What’s the default umask on the system?
$ umask
0027
That explains it. Now, to fix it. I could probably just run:
$ sudo chmod -R 0755 /usr/local/lib/python3.6/site-packages/*
That should have been the end of that, problem solved! But in my case, installation of the pip modules had been handled by Ansible. I needed to fix the Ansible tasks to account for restrictive umask settings on future deployments. See the umask
parameter in the documentation for the Ansible pip module. I updated the task:
- name: Install specified python requirements
pip:
executable: /usr/local/bin/pip3
requirements: /tmp/pip3-packages
umask: 0022
Running the playbook with that task, I received an error:
fatal: [trinculo.osric.net]: FAILED! => {"changed": false, "details": "invalid literal for int() with base 8: '18'", "msg": "umask must be an octal integer"}
Another helpful StackOverflow post suggested the value needed to be in quotes:
- name: Install specified python requirements
pip:
executable: /usr/local/bin/pip3
requirements: /tmp/pip3-packages
umask: "0022"
Now the playbook runs without error, but it doesn’t change the existing permissions. The task does nothing, since the Python pip modules are already installed. To really test the playbook, I need to clear out the existing modules first.

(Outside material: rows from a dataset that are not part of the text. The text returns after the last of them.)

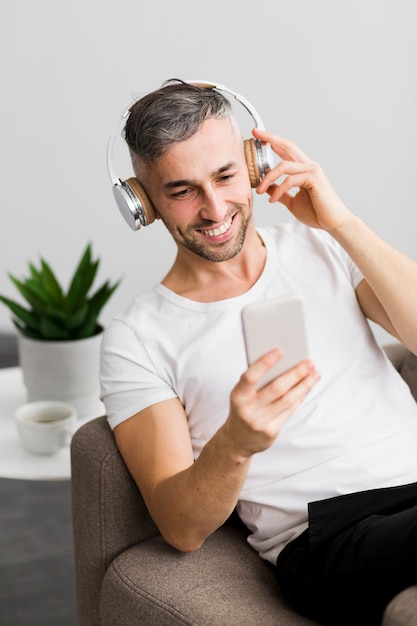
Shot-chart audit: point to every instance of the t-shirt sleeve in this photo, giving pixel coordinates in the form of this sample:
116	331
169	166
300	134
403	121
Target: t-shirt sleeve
129	380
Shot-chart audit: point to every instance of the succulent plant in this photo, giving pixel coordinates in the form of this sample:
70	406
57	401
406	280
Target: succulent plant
54	315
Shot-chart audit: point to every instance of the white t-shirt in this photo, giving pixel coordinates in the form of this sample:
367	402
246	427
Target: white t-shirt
356	430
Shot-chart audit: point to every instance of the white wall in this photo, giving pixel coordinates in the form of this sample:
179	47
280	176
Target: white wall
338	78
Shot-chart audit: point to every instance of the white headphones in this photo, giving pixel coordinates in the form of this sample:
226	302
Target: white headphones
132	199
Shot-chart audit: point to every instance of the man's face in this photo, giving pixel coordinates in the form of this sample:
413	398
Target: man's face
201	191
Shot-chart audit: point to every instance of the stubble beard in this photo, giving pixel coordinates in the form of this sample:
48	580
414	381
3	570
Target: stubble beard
220	252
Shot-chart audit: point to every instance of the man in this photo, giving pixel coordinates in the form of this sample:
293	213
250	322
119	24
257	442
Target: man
194	431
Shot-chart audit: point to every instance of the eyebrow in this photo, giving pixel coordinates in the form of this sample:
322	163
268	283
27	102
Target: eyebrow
185	183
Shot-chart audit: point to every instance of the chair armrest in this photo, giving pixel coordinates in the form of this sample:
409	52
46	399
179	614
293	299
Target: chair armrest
402	610
108	512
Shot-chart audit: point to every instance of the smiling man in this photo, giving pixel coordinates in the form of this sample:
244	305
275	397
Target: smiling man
331	439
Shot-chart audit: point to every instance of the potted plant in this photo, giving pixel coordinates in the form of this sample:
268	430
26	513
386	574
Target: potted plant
59	333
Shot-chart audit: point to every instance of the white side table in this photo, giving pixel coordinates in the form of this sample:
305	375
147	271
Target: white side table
15	461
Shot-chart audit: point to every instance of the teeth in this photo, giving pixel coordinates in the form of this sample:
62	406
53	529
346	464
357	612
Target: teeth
218	231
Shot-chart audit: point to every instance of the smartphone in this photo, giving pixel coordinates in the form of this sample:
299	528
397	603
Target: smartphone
276	323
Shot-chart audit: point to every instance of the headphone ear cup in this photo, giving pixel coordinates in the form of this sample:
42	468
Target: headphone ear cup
252	162
143	198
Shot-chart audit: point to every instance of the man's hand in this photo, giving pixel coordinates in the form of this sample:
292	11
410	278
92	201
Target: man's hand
316	204
257	416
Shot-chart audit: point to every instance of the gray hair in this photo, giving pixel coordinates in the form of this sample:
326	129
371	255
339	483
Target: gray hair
169	115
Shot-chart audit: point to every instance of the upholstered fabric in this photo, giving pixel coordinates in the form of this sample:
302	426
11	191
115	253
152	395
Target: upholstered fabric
127	575
409	372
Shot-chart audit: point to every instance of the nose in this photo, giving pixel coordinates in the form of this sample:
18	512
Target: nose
213	207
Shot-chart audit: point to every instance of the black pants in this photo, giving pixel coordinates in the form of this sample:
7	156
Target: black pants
358	552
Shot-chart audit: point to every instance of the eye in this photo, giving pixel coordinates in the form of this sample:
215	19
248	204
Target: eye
181	194
225	178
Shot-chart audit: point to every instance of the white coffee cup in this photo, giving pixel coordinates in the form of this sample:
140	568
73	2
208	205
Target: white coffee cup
45	427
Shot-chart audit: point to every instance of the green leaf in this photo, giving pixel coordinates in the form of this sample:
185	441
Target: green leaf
25	331
81	281
52	331
31	293
21	313
78	318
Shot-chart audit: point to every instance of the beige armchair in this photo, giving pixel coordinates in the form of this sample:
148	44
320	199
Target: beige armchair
127	575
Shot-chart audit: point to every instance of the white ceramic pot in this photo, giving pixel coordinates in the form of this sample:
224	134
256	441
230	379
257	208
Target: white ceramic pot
67	371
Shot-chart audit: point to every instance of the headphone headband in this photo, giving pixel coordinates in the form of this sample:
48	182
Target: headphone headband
131	198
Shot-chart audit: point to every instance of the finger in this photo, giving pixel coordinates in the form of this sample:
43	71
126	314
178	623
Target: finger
285	148
281	385
258	369
290	169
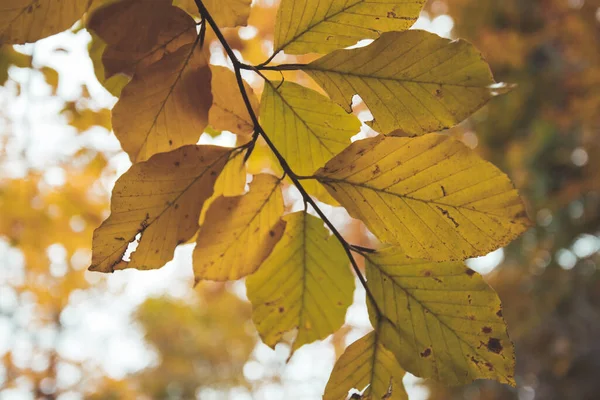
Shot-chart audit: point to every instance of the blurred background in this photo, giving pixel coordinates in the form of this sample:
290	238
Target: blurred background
66	333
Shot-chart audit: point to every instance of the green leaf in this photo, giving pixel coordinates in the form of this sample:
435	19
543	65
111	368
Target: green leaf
321	26
239	232
430	194
414	82
367	362
165	106
160	199
306	127
305	284
26	21
440	319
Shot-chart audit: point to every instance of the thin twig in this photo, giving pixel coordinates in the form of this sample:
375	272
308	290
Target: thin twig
238	66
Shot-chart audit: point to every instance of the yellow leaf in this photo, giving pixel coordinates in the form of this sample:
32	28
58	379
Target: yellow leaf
165	106
26	21
306	127
228	111
160	199
231	181
367	362
440	319
430	194
305	284
226	13
414	82
139	33
321	26
240	232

Warning: this breaks things!:
$ sudo rm -rf /usr/local/lib/python3.6/site-packages/*
I tried running the playbook again and received this error message:
stderr: Traceback (most recent call last):\n File "/usr/local/bin/pip3", line 7, in <module>\n from pip import main\nModuleNotFoundError: No module named 'pip'\n
I wasn’t able to run pip
at all:
$ pip3
Traceback (most recent call last):
File "/usr/local/bin/pip3", line 7, in <module>
from pip import main
ModuleNotFoundError: No module named 'pip'
Clearly, I had deleted something important! I reinstalled Python from the gzipped source tarball for Python 3.6.1 (newer versions available from Python source releases) and then everything worked as expected.